We can also notice that the final 5 columns in the data set – the 5 lists that featured a genre-based division – expanded on the patterns of the previous lists a bit, though the most frequently mentioned films remain well-represented.
Repetitions and the Top 17
A closer look at the most often mentioned films below indicates another quirk: Repetitions within a single list do occur. The 4 most represented films occur more than 25 times in 25 lists:
Sometimes the model will list a repetition and mark it as such, then offer an alternative, effectively giving a repetition + an alternative. E.g., "Gia (1998) — okay, I realize I already listed that; replace duplicate with Rafiki (2018)" In these cases, I counted both films listed.
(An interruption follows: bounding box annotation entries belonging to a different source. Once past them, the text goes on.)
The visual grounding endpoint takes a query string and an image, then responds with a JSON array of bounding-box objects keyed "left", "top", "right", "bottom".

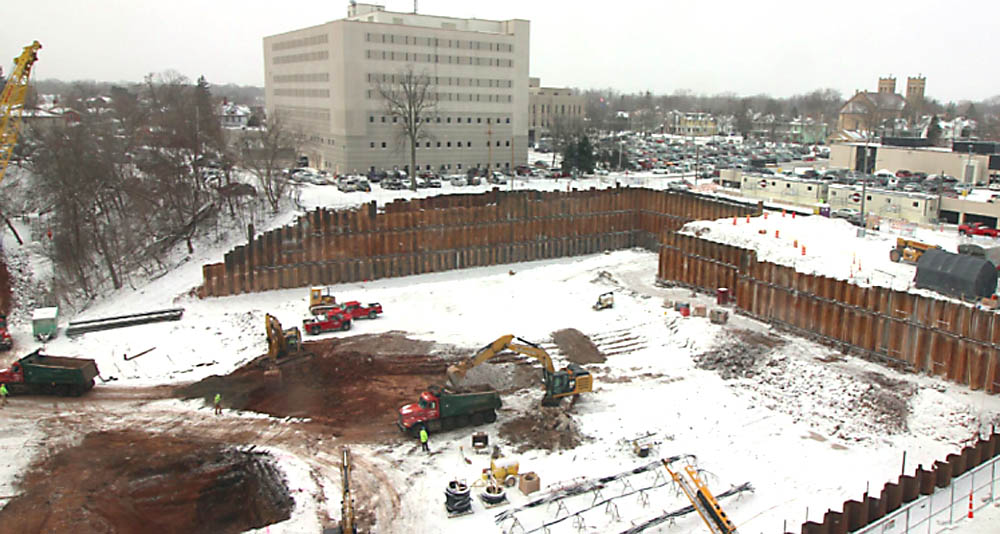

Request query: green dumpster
[{"left": 31, "top": 306, "right": 59, "bottom": 341}]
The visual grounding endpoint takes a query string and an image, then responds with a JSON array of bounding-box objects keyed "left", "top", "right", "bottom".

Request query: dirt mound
[
  {"left": 500, "top": 406, "right": 583, "bottom": 453},
  {"left": 552, "top": 328, "right": 607, "bottom": 365},
  {"left": 176, "top": 335, "right": 447, "bottom": 440},
  {"left": 0, "top": 431, "right": 294, "bottom": 533},
  {"left": 694, "top": 330, "right": 783, "bottom": 380}
]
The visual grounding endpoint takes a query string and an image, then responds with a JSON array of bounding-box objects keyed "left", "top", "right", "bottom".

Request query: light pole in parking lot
[{"left": 861, "top": 131, "right": 868, "bottom": 229}]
Portrait of a Lady on Fire: 31
Carol: 28
Blue is the Warmest Color: 27
Bound: 26
Additional details further define the 17 most mentioned films:
By decade: 1 from the 1980s, 6 from the 1990s, 2 from the 2000s, 7 from the 2010s, and none after 2019.
By country: 10 from (or primarily from) the USA, 2 from France, 3 from the UK, 1 from South Korea, and 1 from India.
While the set of 17 films shows some variety — in addition to the international titles, the US titles include at least 6 films with one or more non-white protagonists — it is surprising that no films after 2019 made the cut and that a majority of titles are allocated to the 1990s and the 2010s. To what extent this reflects larger cultural dynamics in these decades rather than ChatGPT-5's algorithmic peculiarity, remains to be discussed.
Using this set of 17 most frequently mentioned films, I assembled data sets for each film, composed of existing IMDB data and Gen-AI-generated related data. (See details in the Data Overview section.)